We face a fundamental problem with Trustworthy Computing: computer science lacks a theoretical framework. Computer security—itself just one component of Trustworthy Computing—has largely been treated as an offshoot of communications security, which is based on cryptography. Cryptography has a solid mathematical basis, but is clearly inadequate for addressing the problems of trusted systems. As Microsoft researcher Jim Kajiya has put it, "It's as if we're building steam engines but we don't understand thermodynamics." The computer-science community has not yet identified an alternative paradigm; we're stuck with crypto. There may be research in computational combinatorics, or a different kind of information theory that seeks to study the basic nature of information transfer, or research in cooperative phenomena in computing, that may eventually form part of an alternative. But, today this is only speculation.

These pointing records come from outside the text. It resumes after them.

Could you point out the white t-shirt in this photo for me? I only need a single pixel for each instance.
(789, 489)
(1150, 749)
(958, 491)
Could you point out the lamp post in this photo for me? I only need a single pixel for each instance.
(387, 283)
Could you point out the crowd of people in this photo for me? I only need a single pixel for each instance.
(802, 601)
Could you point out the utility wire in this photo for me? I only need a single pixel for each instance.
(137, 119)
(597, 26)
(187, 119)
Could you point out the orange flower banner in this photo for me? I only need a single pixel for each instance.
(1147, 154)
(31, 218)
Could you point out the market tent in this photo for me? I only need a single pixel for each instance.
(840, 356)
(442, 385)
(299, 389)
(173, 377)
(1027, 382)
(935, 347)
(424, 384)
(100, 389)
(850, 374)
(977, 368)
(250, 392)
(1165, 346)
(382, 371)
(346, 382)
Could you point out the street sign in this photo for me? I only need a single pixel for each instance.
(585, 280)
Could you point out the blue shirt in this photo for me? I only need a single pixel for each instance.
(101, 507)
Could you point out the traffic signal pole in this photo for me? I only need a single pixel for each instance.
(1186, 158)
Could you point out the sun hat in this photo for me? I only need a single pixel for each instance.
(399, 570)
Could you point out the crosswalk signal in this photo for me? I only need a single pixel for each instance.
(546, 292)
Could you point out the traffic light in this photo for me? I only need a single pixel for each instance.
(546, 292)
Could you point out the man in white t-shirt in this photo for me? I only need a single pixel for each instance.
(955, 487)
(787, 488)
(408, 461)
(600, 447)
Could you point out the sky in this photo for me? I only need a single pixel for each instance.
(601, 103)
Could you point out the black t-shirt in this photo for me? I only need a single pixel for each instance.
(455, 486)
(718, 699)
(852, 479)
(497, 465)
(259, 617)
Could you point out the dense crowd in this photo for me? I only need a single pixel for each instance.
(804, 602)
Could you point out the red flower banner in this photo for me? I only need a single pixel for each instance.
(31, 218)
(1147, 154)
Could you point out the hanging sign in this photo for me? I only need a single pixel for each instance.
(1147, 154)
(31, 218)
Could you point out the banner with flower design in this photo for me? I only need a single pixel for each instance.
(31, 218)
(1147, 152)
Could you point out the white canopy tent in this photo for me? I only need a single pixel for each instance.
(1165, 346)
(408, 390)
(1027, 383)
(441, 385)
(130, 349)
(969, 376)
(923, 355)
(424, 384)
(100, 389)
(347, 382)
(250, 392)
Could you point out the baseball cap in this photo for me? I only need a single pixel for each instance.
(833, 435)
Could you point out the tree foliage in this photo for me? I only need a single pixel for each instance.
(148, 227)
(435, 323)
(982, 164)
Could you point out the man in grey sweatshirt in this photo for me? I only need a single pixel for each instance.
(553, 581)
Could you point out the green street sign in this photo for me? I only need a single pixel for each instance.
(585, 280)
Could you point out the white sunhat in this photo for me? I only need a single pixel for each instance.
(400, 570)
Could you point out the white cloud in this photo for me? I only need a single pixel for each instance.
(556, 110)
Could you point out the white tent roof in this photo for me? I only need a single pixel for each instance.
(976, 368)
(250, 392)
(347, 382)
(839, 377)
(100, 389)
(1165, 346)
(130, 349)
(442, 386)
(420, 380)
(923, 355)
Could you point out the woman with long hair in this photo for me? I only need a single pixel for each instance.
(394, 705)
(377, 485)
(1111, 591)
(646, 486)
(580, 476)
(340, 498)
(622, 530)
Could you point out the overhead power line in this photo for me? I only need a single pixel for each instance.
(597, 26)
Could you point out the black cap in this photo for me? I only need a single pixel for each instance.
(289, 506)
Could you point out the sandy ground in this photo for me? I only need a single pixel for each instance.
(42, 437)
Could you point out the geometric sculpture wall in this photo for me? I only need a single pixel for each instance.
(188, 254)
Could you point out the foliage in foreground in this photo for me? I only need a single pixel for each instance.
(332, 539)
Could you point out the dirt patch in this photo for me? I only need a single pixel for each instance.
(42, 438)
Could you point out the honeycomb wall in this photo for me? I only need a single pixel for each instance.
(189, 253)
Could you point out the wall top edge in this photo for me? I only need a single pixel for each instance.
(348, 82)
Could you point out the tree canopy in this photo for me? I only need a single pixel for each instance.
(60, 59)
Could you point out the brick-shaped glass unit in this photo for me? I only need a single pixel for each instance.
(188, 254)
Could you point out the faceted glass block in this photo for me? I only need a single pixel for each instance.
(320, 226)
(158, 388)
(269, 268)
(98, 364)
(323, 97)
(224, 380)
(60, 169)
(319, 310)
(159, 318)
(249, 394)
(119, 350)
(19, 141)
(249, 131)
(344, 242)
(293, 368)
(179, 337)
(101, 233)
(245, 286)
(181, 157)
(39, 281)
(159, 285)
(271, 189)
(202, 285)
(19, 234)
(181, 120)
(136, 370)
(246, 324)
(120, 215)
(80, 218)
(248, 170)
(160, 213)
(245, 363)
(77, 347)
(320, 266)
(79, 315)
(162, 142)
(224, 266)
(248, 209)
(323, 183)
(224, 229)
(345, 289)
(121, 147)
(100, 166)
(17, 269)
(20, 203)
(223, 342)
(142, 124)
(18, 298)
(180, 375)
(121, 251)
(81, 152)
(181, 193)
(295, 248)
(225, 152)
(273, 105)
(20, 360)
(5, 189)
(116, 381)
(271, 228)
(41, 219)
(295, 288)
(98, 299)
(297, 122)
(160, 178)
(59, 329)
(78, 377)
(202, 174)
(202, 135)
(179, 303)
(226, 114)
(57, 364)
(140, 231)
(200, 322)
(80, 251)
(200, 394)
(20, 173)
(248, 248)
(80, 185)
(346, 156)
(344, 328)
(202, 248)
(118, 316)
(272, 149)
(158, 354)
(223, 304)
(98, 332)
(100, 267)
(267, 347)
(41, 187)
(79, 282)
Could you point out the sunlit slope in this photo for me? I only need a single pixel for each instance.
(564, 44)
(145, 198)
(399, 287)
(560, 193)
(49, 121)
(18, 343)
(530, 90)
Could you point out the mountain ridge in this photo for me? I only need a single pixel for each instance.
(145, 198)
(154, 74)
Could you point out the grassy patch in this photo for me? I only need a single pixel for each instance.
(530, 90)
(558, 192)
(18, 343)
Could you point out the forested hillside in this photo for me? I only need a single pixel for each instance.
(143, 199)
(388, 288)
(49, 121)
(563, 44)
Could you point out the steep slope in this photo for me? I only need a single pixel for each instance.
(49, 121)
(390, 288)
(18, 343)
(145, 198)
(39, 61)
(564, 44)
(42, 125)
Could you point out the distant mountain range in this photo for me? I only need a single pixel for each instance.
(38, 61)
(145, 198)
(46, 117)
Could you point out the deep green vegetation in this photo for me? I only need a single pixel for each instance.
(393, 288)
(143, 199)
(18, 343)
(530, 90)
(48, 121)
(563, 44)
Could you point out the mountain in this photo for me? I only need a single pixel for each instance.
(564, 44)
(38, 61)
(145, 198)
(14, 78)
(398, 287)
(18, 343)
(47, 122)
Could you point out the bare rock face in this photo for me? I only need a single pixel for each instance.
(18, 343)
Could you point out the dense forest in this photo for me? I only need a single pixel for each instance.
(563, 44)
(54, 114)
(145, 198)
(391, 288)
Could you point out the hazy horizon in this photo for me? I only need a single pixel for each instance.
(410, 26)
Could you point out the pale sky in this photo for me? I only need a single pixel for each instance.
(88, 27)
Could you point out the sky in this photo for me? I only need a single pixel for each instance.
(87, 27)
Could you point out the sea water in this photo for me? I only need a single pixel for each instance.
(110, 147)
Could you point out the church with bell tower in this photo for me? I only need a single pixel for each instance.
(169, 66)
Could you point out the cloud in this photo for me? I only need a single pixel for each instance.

A computing system is only as trustworthy as its weakest link. The weakest link is all too frequently human: a person producing a poor design in the face of complexity, an administrator incorrectly configuring a system, a business person choosing to deliver features over reliability, or a support technician falling victim to impostors via a "social engineering" hack. The interaction between sociology and technology will be a critical research area for Trustworthy Computing. So far there is hardly any cross-fertilization between these fields.
CONCLUSION & FUTURE WORK
- Delivering Trustworthy Computing is essential not only to the health of the computer industry, but also to our economy and society at large.
- Trustworthy Computing is a multi-dimensional set of issues. All of them accrue to four goals: Security, Privacy, Reliability, and Business Integrity. Each demands attention.
- While important short-term work needs to be done, hard problems that require fundamental research and advances in engineering will remain.
- Both hardware and software companies, as well as academic and government research institutions, need to step up to the challenge of tackling these problems.